Il y a une pression constante anthropique, notamment climatique, sur les récifs coralliens. Et puis, il y a deux ou trois ans, est apparue une maladie corallienne nouvelle, qui a fait disparaître 30 à 40% des coraux des Antilles. Et, actuellement, on est en pleine période de réchauffement de la température de la mer qui, lorsqu’elle dépasse 29 degrés stresse les coraux. Ils blanchissent, rejettent les algues et cela provoque à terme une mortalité relativement importante.
Claude Bouchon, professeur honoraire de l’UA et biologistes marin spécialistes des coraux
Et ce constat n’est que parcellaire, puisqu'encore trop de communes n’ont pas mis à jour, ni même élaborer pour certaines, leur "profil de baignade" ; c’est pourtant une obligation imposée à ces collectivités depuis 2006.
L’importance des profils de baignade
Élaborer un profil de baignade consiste à faire un recensement de toutes les sources de pollution dans le bassin-versant, susceptibles d’avoir un impact sur la qualité des eaux de baignade et d’affecter la santé des baigneurs. Puis, il s’agit de voir ce qu’il y a lieu de faire pour y remédier.
Mais certaines communes sont réticentes à pointer du doigt leurs sites de baignades, atout attractif sur leur territoire.
Nous avons 29 sites qui sont valides, 41% qui sont révisés et le reste est à effectuer. On a donc un net retard sur les profils. L’année dernière, les villes du Moule et de Sainte-Anne ont révisé leurs profils et, cette année, on a les communes du Gosier et de Lamentin et le Parc national qui sont en train de les faire.
Marianne Pons, ingénieur d’étude sanitaire au service sécurité et santé de l’environnement de l’ARS
La commune du Gosier, par exemple, est l’une des stations balnéaires les plus prisées des touristes et des locaux.
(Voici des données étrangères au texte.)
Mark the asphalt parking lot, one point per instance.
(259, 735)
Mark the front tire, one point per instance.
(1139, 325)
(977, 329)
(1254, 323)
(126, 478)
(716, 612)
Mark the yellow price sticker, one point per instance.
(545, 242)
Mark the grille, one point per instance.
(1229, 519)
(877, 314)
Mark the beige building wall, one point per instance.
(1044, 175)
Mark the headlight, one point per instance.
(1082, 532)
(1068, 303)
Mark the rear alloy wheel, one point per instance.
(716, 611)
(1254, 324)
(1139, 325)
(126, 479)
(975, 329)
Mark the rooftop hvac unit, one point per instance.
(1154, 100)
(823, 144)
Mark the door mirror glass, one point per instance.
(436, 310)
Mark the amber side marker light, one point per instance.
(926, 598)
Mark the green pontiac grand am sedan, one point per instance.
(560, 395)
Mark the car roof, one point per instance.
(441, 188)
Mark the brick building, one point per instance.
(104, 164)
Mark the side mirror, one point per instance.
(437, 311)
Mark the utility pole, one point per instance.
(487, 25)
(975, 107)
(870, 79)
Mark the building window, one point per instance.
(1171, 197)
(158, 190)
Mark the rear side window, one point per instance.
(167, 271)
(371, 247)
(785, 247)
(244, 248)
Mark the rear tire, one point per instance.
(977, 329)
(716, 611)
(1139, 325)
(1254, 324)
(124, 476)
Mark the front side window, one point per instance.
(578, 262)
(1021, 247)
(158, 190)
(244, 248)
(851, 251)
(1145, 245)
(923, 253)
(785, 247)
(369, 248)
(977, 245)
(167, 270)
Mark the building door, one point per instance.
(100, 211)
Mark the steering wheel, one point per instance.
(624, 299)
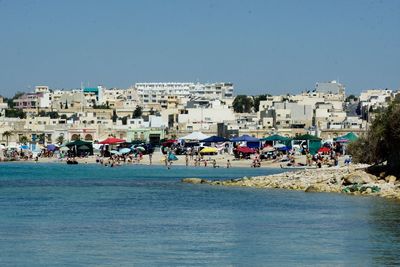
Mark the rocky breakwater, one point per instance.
(338, 180)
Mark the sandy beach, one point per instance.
(158, 159)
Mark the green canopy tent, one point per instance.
(313, 142)
(277, 139)
(80, 146)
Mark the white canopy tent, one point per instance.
(195, 136)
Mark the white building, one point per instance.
(157, 93)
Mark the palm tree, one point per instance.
(7, 134)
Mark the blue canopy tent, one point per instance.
(251, 142)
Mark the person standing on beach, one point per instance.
(228, 164)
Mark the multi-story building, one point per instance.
(158, 93)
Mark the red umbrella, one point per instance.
(111, 141)
(324, 150)
(168, 142)
(245, 150)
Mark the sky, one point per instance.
(274, 47)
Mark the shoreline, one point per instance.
(157, 160)
(344, 180)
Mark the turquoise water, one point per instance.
(89, 215)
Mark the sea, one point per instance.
(136, 215)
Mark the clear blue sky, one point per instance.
(261, 46)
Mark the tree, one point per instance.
(382, 142)
(15, 113)
(114, 117)
(124, 120)
(7, 135)
(60, 139)
(242, 104)
(351, 97)
(23, 139)
(137, 113)
(257, 100)
(41, 138)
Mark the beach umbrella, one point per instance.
(279, 146)
(83, 147)
(51, 147)
(115, 152)
(139, 148)
(245, 150)
(268, 149)
(125, 150)
(324, 149)
(209, 150)
(112, 141)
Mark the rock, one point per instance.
(359, 177)
(391, 179)
(312, 188)
(194, 181)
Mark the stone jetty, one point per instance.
(350, 180)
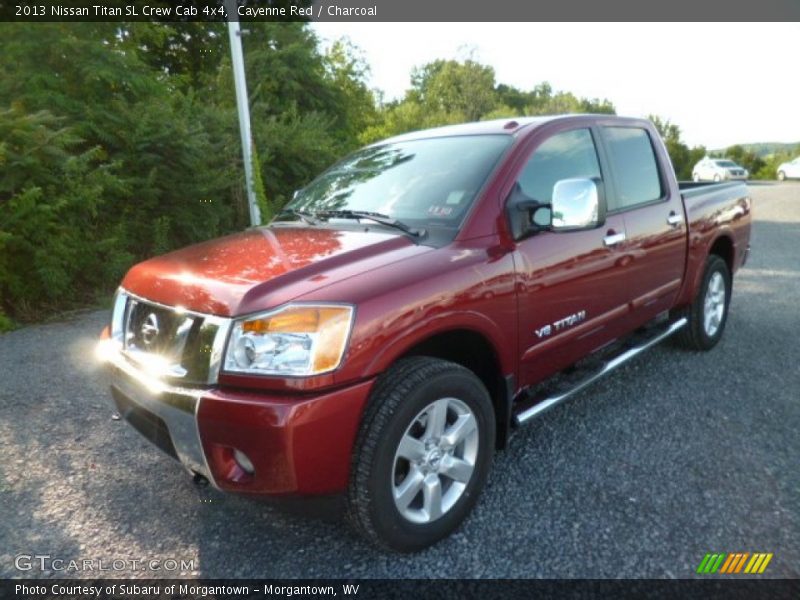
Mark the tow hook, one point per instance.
(200, 480)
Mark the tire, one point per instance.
(705, 328)
(405, 403)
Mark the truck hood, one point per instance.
(264, 267)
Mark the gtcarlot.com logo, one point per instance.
(735, 563)
(46, 562)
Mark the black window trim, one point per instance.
(611, 190)
(599, 152)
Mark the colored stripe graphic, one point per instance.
(734, 563)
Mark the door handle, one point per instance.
(674, 219)
(612, 238)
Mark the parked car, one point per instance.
(405, 313)
(789, 170)
(718, 169)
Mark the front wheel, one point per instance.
(709, 312)
(422, 454)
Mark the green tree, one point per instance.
(464, 90)
(683, 158)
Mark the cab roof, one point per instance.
(507, 126)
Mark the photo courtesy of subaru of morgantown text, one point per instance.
(439, 299)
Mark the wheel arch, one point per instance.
(474, 349)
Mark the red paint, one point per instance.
(299, 432)
(297, 444)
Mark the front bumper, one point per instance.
(296, 444)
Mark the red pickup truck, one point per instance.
(416, 303)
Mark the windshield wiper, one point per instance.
(377, 217)
(304, 215)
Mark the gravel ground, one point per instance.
(675, 455)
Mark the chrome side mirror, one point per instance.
(575, 205)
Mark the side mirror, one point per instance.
(576, 205)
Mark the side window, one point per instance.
(634, 165)
(564, 156)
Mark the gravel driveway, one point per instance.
(673, 456)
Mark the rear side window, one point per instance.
(564, 156)
(634, 164)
Depuis 2017, la municipalité se met à jour. À terme, elle a l’ambition de proposer un profil de baignade à jour, pour les sept sites répertoriés dans son périmètre.
Dans un premier temps, sur les sites déclarés, on veut être en conformité avec la réglementation, donc avoir nos profils à jour, régulièrement révisés, pas que sur les périodes régulières, mais également quand il y a une modification de l’activité autour des zones de baignade. Aujourd’hui, on s’appuie, de façon transversale, sur les services qui sont à proximité. Donc, c’est une surveillance autonome, quasiment quotidienne, de nos zones de baignade déclarées.
Cindy Valley, directrice de l’environnement de la ville du Gosier
Au Gosier, sept sites de baignade sont déclarés, plus un placé sous surveillance.
La commune a décidé de ne plus se cacher, dans la mesure où ses sites répertoriés sont parmi les plus fréquentés de l’archipel, comme la plage de la Datcha.
On a élaboré, en 2017 une première vague de profils, donc il y en a eu deux : Datcha et anse Dumont. En 2021, on a révisé cette première vague, élaboré le profil de l’anse Tabarin. Et, en 2023, on essaie de s’organiser pour mettre à jour tous nos profils sur les zones déclarées.
Cindy Valley, directrice de l’environnement de la ville du Gosier
Dans son dernier rapport, l’ARS classe quatre sites du Gosier en "excellent état", deux en "bonne qualité" et un en "qualité insuffisante" ; ce dernier est l’anse Tabarin.
À l’échelle du territoire, cinq sites sont interdits à la baignade, pour cause de pollutions permanentes ou récurrentes : Viard à Petit Bourg, l’Anse à Sable à Bouillante, Petite Anse à Vieux-Habitants, Les Basses à Grande-Bourg de Marie-Galante et le site en eau douce de Petit Pérou à Capesterre-Belle-Eau.